Süleymancılar’dan ‘haberi kaldırt’ tehdidi

Aycan KARADAĞ

Gerici Süleymancılar Cemaati ve yöneticilerine yönelik iddialara her gün bir yenisi ekleniyor. Şimdi de BirGün’ün 15 Kasım tarihinde yayımladığı; Süleymancılar Cemaati’nden bazı isimlerin yönetimindeki iki şirket hakkında ‘dini duyguları istismar ederek nitelikli dolandırıcılık, tehdit, şantaj ve adil yargılamayı etkilemeye’ yönelik suçlardan suç duyurusunda bulunduğu haberi sonrası, suç duyurusunda bulunan yurttaşın ‘haberleri kaldırtması’ için tehdit edildiği iddia edildi.

Fazilet Yapı Sanayi ve Ticaret Ltd. Şti firmasından topraktan satış şekli ile konut satın alan ancak dolandırıldığı iddiasıyla İstanbul Anadolu Cumhuriyet Başsavcılığına suç duyurusunda bulunan T.A., 28 Kasım tarihinde İstanbul’un Ümraniye ilçesi Armağanevler Mahallesi’nde evine yakın bölgede Süleymancı Cemaati’nden olduğu öne sürülen H.H. isimli şahsın, T.A.’ya “Haberleri kaldırtmazsan sana ödemeni iade etmeyeceğiz” şeklinde tehdit ve şantaj yaptığı iddiasıyla ilgili Başsavcılığa yeni dilekçeler verildiği öğrenildi.
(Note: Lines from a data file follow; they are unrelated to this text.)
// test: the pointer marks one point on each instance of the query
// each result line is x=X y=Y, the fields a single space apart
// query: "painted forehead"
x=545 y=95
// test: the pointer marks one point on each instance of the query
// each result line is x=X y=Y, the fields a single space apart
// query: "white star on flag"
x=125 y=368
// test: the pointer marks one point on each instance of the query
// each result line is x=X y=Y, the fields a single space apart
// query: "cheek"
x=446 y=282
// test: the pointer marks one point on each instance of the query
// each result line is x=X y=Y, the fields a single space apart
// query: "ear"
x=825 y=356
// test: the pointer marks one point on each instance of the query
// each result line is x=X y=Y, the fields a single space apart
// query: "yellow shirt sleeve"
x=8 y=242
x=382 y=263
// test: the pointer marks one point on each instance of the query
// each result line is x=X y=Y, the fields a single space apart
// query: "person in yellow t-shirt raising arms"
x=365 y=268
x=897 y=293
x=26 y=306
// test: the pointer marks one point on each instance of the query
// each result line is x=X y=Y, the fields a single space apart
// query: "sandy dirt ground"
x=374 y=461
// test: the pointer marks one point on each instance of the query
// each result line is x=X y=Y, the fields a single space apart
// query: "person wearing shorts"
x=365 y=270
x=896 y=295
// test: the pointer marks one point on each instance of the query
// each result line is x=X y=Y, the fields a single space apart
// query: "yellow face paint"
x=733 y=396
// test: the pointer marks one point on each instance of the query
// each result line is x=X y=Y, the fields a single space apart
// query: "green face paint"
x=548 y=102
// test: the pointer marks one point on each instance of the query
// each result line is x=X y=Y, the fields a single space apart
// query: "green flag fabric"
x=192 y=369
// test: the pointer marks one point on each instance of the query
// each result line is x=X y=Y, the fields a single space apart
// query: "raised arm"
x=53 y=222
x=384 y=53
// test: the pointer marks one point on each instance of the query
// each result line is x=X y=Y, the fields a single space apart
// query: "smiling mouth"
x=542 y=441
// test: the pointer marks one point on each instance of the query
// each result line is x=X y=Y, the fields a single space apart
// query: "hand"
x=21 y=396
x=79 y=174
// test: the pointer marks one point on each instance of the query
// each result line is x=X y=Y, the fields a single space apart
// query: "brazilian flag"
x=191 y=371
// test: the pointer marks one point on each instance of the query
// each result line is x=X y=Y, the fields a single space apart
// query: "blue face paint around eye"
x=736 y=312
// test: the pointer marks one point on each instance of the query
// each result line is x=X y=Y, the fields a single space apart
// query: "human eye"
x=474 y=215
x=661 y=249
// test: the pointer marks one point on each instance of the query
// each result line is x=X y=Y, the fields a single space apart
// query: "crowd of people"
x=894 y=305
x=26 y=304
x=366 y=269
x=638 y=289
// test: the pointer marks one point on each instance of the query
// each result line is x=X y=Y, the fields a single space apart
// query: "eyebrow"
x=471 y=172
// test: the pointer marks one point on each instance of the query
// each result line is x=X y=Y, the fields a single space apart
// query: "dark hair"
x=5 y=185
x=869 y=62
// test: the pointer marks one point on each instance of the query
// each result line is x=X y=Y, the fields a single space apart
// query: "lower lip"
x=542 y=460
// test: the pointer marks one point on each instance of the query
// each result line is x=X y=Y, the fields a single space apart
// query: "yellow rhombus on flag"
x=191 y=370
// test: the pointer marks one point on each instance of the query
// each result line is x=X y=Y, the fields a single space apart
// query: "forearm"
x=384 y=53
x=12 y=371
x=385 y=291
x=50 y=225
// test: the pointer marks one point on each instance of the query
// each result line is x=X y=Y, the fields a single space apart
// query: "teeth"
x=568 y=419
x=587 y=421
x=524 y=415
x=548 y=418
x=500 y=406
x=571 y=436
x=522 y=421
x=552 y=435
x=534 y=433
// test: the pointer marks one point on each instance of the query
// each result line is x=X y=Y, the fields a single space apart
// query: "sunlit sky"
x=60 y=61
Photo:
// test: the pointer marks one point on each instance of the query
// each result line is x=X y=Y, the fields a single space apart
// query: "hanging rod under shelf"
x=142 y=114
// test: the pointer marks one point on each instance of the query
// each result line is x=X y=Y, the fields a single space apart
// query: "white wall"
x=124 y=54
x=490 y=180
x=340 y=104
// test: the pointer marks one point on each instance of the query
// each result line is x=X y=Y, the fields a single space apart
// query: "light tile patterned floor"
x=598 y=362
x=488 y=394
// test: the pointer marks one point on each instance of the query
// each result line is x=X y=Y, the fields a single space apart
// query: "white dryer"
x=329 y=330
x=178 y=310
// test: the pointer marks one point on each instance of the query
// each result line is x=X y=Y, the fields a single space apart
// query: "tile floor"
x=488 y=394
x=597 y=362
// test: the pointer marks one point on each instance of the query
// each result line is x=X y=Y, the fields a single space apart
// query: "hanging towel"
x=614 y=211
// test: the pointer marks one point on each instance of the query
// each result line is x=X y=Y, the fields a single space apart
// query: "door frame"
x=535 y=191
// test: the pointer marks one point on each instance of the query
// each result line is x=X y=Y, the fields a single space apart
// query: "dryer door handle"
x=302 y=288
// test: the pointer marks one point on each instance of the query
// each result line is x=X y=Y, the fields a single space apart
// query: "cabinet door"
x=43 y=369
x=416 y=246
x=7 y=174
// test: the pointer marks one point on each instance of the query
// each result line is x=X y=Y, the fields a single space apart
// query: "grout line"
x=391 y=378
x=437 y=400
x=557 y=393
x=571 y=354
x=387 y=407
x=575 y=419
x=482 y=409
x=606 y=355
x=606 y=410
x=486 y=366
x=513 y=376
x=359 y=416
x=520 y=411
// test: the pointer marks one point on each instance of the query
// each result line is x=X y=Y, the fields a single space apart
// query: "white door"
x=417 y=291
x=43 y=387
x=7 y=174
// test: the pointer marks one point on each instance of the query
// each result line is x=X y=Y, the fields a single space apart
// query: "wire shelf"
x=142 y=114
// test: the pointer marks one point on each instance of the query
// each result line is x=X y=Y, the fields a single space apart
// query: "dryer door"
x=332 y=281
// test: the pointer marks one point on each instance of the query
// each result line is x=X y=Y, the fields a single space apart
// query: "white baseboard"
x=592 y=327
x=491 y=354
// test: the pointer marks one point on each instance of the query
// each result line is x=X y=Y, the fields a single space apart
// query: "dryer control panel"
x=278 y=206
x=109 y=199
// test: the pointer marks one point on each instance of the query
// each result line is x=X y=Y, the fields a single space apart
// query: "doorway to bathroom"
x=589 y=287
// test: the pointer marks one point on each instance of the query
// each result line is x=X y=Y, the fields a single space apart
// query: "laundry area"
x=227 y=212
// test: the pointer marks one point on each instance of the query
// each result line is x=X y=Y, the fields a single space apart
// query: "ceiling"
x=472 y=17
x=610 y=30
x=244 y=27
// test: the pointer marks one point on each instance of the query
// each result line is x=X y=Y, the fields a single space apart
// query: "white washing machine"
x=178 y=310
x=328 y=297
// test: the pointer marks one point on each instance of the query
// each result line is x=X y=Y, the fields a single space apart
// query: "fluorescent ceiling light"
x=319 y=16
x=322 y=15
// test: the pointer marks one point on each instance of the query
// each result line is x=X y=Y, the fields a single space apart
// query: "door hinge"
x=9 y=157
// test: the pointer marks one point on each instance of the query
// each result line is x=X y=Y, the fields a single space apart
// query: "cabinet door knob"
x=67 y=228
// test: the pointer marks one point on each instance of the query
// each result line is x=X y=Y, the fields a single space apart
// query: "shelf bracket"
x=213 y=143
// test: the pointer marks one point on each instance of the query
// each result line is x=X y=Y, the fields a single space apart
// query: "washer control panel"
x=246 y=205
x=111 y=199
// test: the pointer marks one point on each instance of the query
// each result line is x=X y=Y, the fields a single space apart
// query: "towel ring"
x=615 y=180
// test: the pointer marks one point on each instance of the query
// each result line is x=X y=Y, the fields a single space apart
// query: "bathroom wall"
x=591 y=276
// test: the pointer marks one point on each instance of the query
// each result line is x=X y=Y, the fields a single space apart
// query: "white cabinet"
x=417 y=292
"ALİHAN KURİŞ’İN İSMİNİ BİR DAHA AĞZINA AL, BAK NELER OLUYOR"

T. A.’nın şikâyet dilekçesinde H.H. tarafından, "Süleymancılar Cemaati lideri olarak bilinen Alihan Kuriş’in adını ne diye söylüyorsun lan, sen bir daha onun adını ağzına al bak ne oluyor" şeklinde tehdit edildiğini belirterek, “Cemaatinizin lideri Alihan Kuriş ismini sen bana verdin. Her defasında bana Alihan Kuriş’in yardımcısı olduğunu sen söyledin. Yoksa ben Alihan Kuriş’i nereden tanırım dedim. Sen bizi hem dolandırarak mağdur edeceksin, hem de kalkıp tehdit ile üzerime yürüyüp darp etmeye çalışacaksın öyle mi? Açıklama yapmaktan korkan tüm mağdurların sesi olacağım, şeklinde kendisine karşılık verdim” ifadelerini kullandı.

Dilekçede ayrıca H.H.’nin, “Oğlum ben zaten Alzheimer’ım bana hiçbir şey olmaz, olan sana olur" dediği öne sürüldü.

T.A.’nın şikâyet dilekçesinde ayrıca, "Beni tahrik etmek ve haklı olduğum halde mücadelemin içinde beni haksız konuma düşürmeye çalıştıklarını bildiğim için temkinli hareket ettim. Elleriyle temas ederek darp etmeye çalışmasına rağmen kendisine saygılı bir şekilde davranarak amacımın, cemaati ve kendileri tarafından bana yaşattıkları mağduriyetin artık son bulması ve özellikle de bizim gibi diğer mağdurların da hakkını savunmak için mücadele veriyorum dedikten sonra, H.H’ye ‘Bekle kaçma polisi arayacağım’ dedim ve bunun üzerine hızla oradan kaçmaya çalıştı. Kaçarken bende arkasından seslenmek zorunda kaldım ve kendisine, ‘Devletime sığındım, ben devlete ve yargıya güveniyorum dedim. Haberlerin kaldırılması için de asla böyle bir şey yapmayacağım ve hatta şu an yaptığın bu tehdit ve çirkin şantajı da savcılığa bildireceğim. Ve aynı zamanda ilgili haber yetkililerine de ileteceğim’ dedim" ifadelerine yer verildi.

"BİR MUSKALIK CANIN VAR"

T.A.’nın şikâyet dilekçesinde son olarak şunlar belirtildi:

“Cemaat lideri Alihan Kuriş’in yardımcısı H.H’nin şahsıma yönelik son cümlesi ise, ‘Ulan oğlum bir muskalık canın var’ diyerek ve toplum içinde sihir ve büyü anlamına gelen ve dinimizin de yasakladığı öldürücü ve hayat fonksiyonlarını devre dışı etmek suretiyle felç edici olarak bilinen ‘metafizik suikasti’ eylemini kastederek beni yine ölümle tehdit etti.”